Montana Agroterrorism Briefing
A study by RAND Corporation researcher Peter Chalk focuses attention on the issue of agroterrorism − the deliberate introduction of a disease agent, either against livestock or into the food chain, to undermine socioeconomic stability and/or generate fear.
Chalk says the capabilities of foreign or domestic threat elements to exploit vulnerabilities in agriculture are not considerable. Despite the ease and implications of a successful attack, agroterrorism is unlikely to constitute a primary form of terrorist aggression because it lacks a single, highly visible point of focus for the media (a primary consideration in any terrorist attack).
However, disrupting the food sector could well emerge as a viable secondary modus operandi to further destabilize an already disoriented society after a conventional terrorist campaign. Being able to use cheap and unsophisticated means to undermine a state’s economic base gives this form of aggression a high cost/benefit payoff that would be very useful to groups faced with overcoming significant power asymmetries.
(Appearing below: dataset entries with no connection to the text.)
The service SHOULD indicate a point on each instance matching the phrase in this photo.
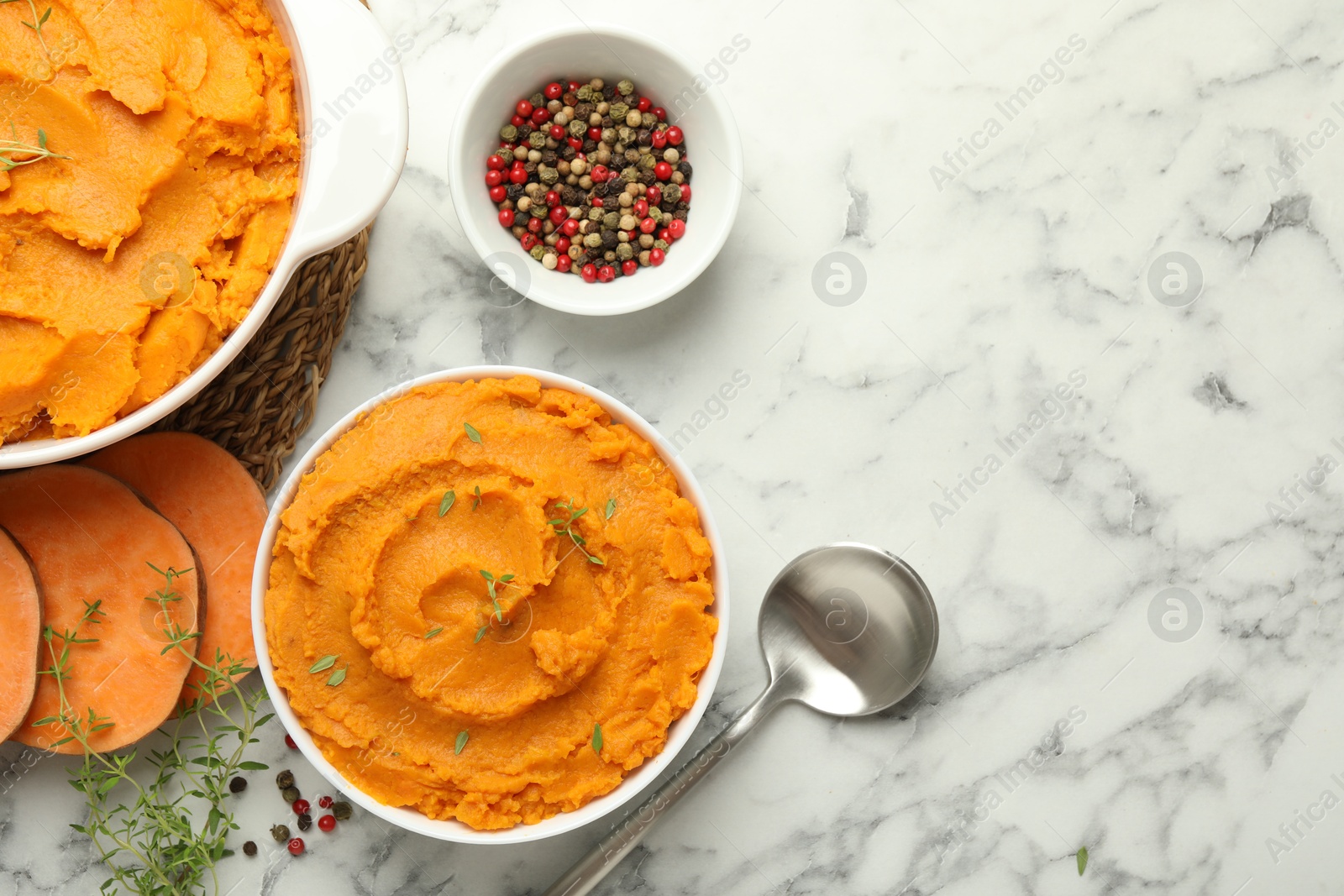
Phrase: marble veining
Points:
(1194, 746)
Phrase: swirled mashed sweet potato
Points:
(375, 566)
(139, 244)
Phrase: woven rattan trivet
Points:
(265, 399)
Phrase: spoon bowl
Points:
(847, 629)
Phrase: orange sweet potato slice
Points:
(92, 539)
(20, 606)
(221, 510)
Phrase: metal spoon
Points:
(846, 629)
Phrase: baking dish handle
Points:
(356, 123)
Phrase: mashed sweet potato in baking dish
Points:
(140, 242)
(421, 688)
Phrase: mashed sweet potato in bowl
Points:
(490, 606)
(165, 165)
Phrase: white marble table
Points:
(1202, 726)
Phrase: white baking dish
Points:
(354, 123)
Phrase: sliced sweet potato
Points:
(92, 539)
(221, 510)
(20, 606)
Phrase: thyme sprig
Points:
(15, 152)
(37, 23)
(155, 842)
(566, 527)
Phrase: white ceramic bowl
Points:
(585, 51)
(636, 781)
(354, 127)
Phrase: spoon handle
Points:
(589, 871)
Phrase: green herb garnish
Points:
(147, 815)
(566, 527)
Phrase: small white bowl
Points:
(612, 53)
(638, 779)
But, he says, terrorists can choose from a large menu of bio-agents, most of which are environmentally hardy, are not the focus of concerted livestock vaccination programs, and can be easily smuggled into the country. The food chain offers a low-tech mechanism for achieving human deaths. Many animal pathogens cannot be transmitted to humans, which makes them easier for terrorists to work with. Finally, because livestock are the primary vector for pathogenic transmission, there is no weaponization obstacle to overcome.
Chalk‘s Recommendations
Short−to medium−term recommendations include the following:
- Conducting a comprehensive needs analysis to determine appropriate investment requirements for the federal emergency management infrastructure.
- Increasing the number of state and local personnel with the skills to identify and treat exotic foreign animal diseases.
- Assessing how to foster more coordinated and standardized links between the U.S. agricultural and intelligence communities.
- Focusing attention on issues of law enforcement and the use of forensic investigations to determine whether disease outbreaks are deliberate or naturally occurring.
- Revisiting the effectiveness of the passive (voluntary) disease reporting system, especially in providing more consistency with indemnity payments to compensate farmers for destroyed livestock.
- Evaluating surveillance, internal quality control, and emergency response at food processing and packing plants to weigh the immediate costs of improving biosecurity against the long-term benefits of instituting those upgrades.
Over the longer term, additional effort should be directed toward standardizing and streamlining food-supply and agricultural safety measures within the framework of a single, integrated strategy that cuts across the missions and capabilities of federal, state, and local agencies.